To Forget Is To Protect
Every time I talk about the daily abuse I was facing in my childhood and my parents are listening to me, they always say this one thing to me.
"If you had just told us how things were really like, we could have done so much more."
I know my parents and their intentions; they don't blame me for being abused or traumatized. Both of them have had very long careers in the field of education, and especially my mom knows a lot about kids abusing each other at school. She knows it's never the victim's fault or responsibility, especially if they are already being neglected by those who are supposed to be there for their protection.
No, my parents aren't telling me that it was my fault for not talking about it more and therefore letting the abuse continue unchecked. They're telling me that they feel guilty for not being informed enough on their child's safety and well-being. And I understand that guilt, they have the right to feel that way, even if I don't necessarily blame them.

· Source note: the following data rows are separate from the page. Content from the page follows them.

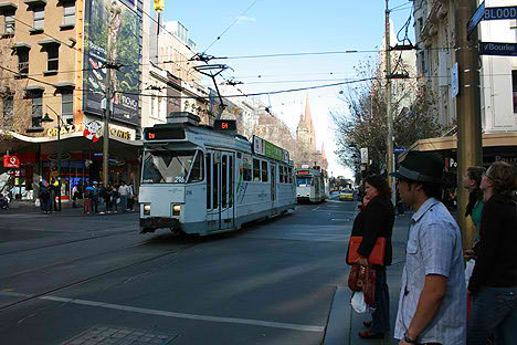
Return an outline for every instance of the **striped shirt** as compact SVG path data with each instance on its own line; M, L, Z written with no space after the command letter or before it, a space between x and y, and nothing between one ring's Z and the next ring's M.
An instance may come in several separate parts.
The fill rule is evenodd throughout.
M394 337L401 339L411 324L425 275L447 278L445 297L420 343L465 344L466 288L462 233L445 206L428 199L411 219Z

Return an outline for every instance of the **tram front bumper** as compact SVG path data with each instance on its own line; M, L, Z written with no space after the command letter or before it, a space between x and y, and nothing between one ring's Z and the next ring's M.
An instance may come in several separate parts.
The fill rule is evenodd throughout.
M156 229L179 229L180 222L177 218L148 217L140 218L140 233L154 232Z

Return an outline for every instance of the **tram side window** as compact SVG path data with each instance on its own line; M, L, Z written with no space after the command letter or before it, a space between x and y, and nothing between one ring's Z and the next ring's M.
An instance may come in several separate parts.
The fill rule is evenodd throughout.
M261 161L258 159L253 159L253 181L261 181Z
M189 184L202 181L203 177L203 153L198 151L192 169L190 170Z
M246 167L244 166L242 168L242 179L245 180L245 181L251 181L253 178L252 178L252 172L251 172L251 167Z
M207 209L212 209L212 155L207 154Z
M262 181L267 182L267 161L262 160Z

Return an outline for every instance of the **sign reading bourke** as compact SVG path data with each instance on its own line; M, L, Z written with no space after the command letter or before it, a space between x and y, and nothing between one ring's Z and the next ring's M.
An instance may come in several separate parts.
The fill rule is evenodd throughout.
M17 156L3 155L3 167L4 168L20 168L20 159Z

Because the truth is that they just could have never known the true extent of the abuse – it was impossible. Because even I myself was not aware of it when it was happening in real time.
As I have grown older, I've found some old journals I used to keep as an elementary student. In a few entries, there are vague descriptions of the kind of violence I was subjected to, but one thing sticks out to me in all of the journal entries: the overwhelming downplaying of the severity of the situation.
I thought this was merely a reflection of my character as a young child; it's not that serious, I can handle this just alright! But something that I have later discovered is that dissociation causes you to block out traumatic events, to the point that you forget about them for a very long time, until your brain is able to deal with them and they come rushing all over you at once.
For the longest time, I had the following interpretation of the extent of my trauma: the abuse started when I went to school as a first-grade student, ended for a brief moment, until it started up again in fourth grade. This continued on until the seventh grade, which is when the whole thing came to a screeching halt, and I was free. This is not the reality, though. In actuality, the abuse started way before I was an elementary student, all the way back in kindergarten. There were some time windows when the abuse was not as bad, but it never fully stopped. The daily abuse lasted at least an entire decade, from the very early years of my childhood until mid-teens. And even after that, I have never been freed of the cycle of violence: newest instances happened just a a few months ago.
But why am I remembering all of this just now? The more I think back on my childhood, the more apparent it becomes to me why I thought the situation was never as dire as it actually was: I was blocking out the majority of the abuse to protect myself.
The brain of a child is too underdeveloped to process traumatic events. For this reason, children who are abused in their childhoods experience dissociation that disconnects them from the horrifying reality they're living in in order to protect the brain. When dissociation becomes a constant state of mind, it leads to chronic amnesia, lasting from anything between days to years.
The multiple layers of dissociation were protecting me, blocking out the worst of the daily abuse, making me forget. So really, there was nothing to tell my parents. I had forgotten about it all before I got back home.